1. An ochratoxin-degrading enzyme, characterised in that the amino acid sequence of the degrading enzyme is SEQ ID NO: 2 or the amino acid sequence shown in SEQ ID NO: 3, and (b) 3, and an amino acid sequence encoded by the nucleotide sequence shown in the figure.

2. A gene encoding ochratoxin-degrading enzyme, characterized in that the nucleotide sequence of the gene is the nucleotide sequence encoding ochratoxin-degrading enzyme according to claim 1.

3. The encoding gene of claim 2, wherein the nucleotide sequence of the gene is as shown in SEQ ID NO: 1 or SEQ ID NO: 3, respectively.

4. A recombinant vector comprising the gene of claim 2 or 3.

5. A recombinant cell comprising the gene of claim 2 or 3 or the recombinant vector of claim 4;

the recombinant cell is not a plant cell.

6. The recombinant cell of claim 5, wherein the recombinant cell is selected from one or more of Escherichia coli, Streptomyces, Hansenula, Trichoderma, Bacillus, Lactobacillus, and Aspergillus.

7. An additive comprising the degrading enzyme of claim 1 and/or comprising the recombinant cell of claim 5.

8. The supplement of claim 7, wherein the supplement further comprises one or more of bacillus licheniformis, bacillus subtilis, bifidobacterium bifidum, enterococcus faecalis, enterococcus faecium, enterococcus lactis, lactobacillus acidophilus, lactobacillus casei, lactobacillus delbrueckii subsp lactis, lactobacillus plantarum, pediococcus acidilactici, pediococcus pentosaceus, candida utilis, bifidobacterium infantis, bifidobacterium longum, bifidobacterium breve, bifidobacterium adolescentis, streptococcus thermophilus, lactobacillus reuteri, bifidobacterium animalis, aspergillus oryzae, bacillus lentus, bacillus pumilus, lactobacillus cellobiosus, lactobacillus fermentum, and lactobacillus delbrueckii subsp bulgaricus.

9. The supplement of claim 8, wherein the supplement is for silage or cattle, the supplement further comprising at least one of propionibacterium propionicum, lactobacillus buchneri, and lactobacillus paracasei; or

The additive is used for feed of meat poultry, growing-finishing pigs and aquaculture animals, and also contains bacillus coagulans and/or brevibacillus laterosporus.

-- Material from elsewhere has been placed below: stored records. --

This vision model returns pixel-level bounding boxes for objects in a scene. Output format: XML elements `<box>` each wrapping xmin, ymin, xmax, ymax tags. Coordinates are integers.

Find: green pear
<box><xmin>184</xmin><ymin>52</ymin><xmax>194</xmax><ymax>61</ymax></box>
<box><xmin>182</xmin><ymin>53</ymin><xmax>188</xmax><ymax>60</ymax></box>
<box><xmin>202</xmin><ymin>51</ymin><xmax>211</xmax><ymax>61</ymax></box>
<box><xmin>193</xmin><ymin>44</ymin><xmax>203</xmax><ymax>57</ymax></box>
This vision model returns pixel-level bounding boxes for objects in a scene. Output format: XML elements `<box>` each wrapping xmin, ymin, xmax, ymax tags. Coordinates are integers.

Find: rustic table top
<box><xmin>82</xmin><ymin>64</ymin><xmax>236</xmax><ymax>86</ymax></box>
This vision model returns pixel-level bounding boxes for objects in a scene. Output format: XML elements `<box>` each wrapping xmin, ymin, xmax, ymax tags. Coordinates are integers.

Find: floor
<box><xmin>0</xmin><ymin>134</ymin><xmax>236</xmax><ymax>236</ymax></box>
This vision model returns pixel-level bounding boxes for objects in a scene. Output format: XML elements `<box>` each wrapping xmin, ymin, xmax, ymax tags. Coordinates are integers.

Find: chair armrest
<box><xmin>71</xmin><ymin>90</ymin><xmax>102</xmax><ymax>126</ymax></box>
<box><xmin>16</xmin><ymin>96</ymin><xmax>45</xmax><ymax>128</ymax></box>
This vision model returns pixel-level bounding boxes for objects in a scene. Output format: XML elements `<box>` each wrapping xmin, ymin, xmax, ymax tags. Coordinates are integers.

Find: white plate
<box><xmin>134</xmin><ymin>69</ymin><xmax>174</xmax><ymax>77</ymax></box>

10. The supplement according to claim 7, wherein the supplement further comprises at least one physiologically acceptable carrier; the physiologically acceptable carrier is selected from maltodextrin, limestone, cyclodextrin, wheat bran, rice or rice bran, sucrose, starch, Na₂SO₄One or more of talc and PVA.

11. The supplement of claim 10, wherein the supplement further comprises one or more additional enzymes.

12. The additive of claim 11, wherein the one or more additional enzymes are selected from one or more of oxidoreductases, transferases, hydrolases, lyases, and isomerases.

13. The additive according to any one of claims 7-12, wherein the additive contains the degrading enzyme of claim 1 at a level of 0.001-10g/kg additive.

14. Use of the degrading enzyme of claim 1, the gene of claim 2 or 3, the recombinant vector of claim 4, the recombinant cell of claim 5 or 6, or the additive of any one of claims 7 to 13 for degrading ochratoxins.

15. A method of degrading ochratoxins, which method comprises: contacting the degrading enzyme of claim 1, the recombinant cell of claim 5 or 6, or the additive of any one of claims 7-13 with a sample to be treated under conditions of an enzymatic degradation reaction.

16. The method of claim 15, wherein the sample to be treated is grain oil and/or feed.